Article Text
Abstract
Introduction The detection of adverse events following immunisation (AEFI) fundamentally depends on how these events are classified. Standard methods impose a choice between either grouping similar events together to gain power or splitting them into more specific definitions. We demonstrate a method of medically guided Bayesian information sharing that avoids grouping or splitting the data, and we further combine this with the standard epidemiological tools of stratification and multivariate regression.
Methods All spontaneous reports of gastrointestinal AEFI in children under 18 years old in the WHO (Uppsala Monitoring Centre) Vigibase© were used to calculate reporting ORs for each AEFI and vaccine combination. After testing for effect modification these were then reestimated using multivariable logistic regression adjusting for age, gender, year and country of report. A medically guided hierarchy of AEFI terms was then derived to allow information sharing in a Bayesian model.
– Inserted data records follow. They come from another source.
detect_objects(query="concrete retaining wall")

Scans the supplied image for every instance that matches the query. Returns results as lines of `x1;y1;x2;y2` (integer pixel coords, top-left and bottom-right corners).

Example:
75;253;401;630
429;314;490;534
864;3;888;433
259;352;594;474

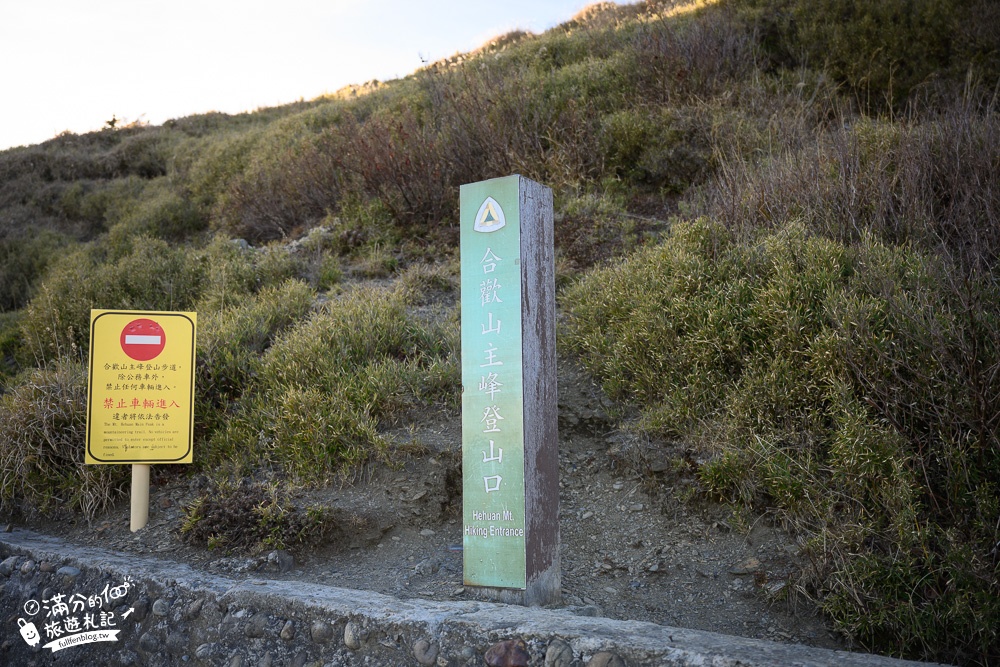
0;530;952;667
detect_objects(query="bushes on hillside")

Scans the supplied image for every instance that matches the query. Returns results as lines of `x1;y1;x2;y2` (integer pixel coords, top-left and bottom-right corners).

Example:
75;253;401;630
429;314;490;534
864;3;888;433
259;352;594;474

Results A crude analysis identified 132 signals from 655 reported combinations of gastrointestinal AEFI. Adjusting for confounding, where appropriate, reduced the number of signals identified to 88. The addition of a Bayesian hierarchical model identified four further signals and removed three. Effect modification by age and gender was identified for six vaccines.
Conclusion This study demonstrated a sequence of methods for routinely analysing spontaneous report databases that was easily understandable and reproducible. The combination of classical and Bayesian methods in this study help to focus the limited resources for hypothesis testing studies towards the adverse events with the strongest support from the data.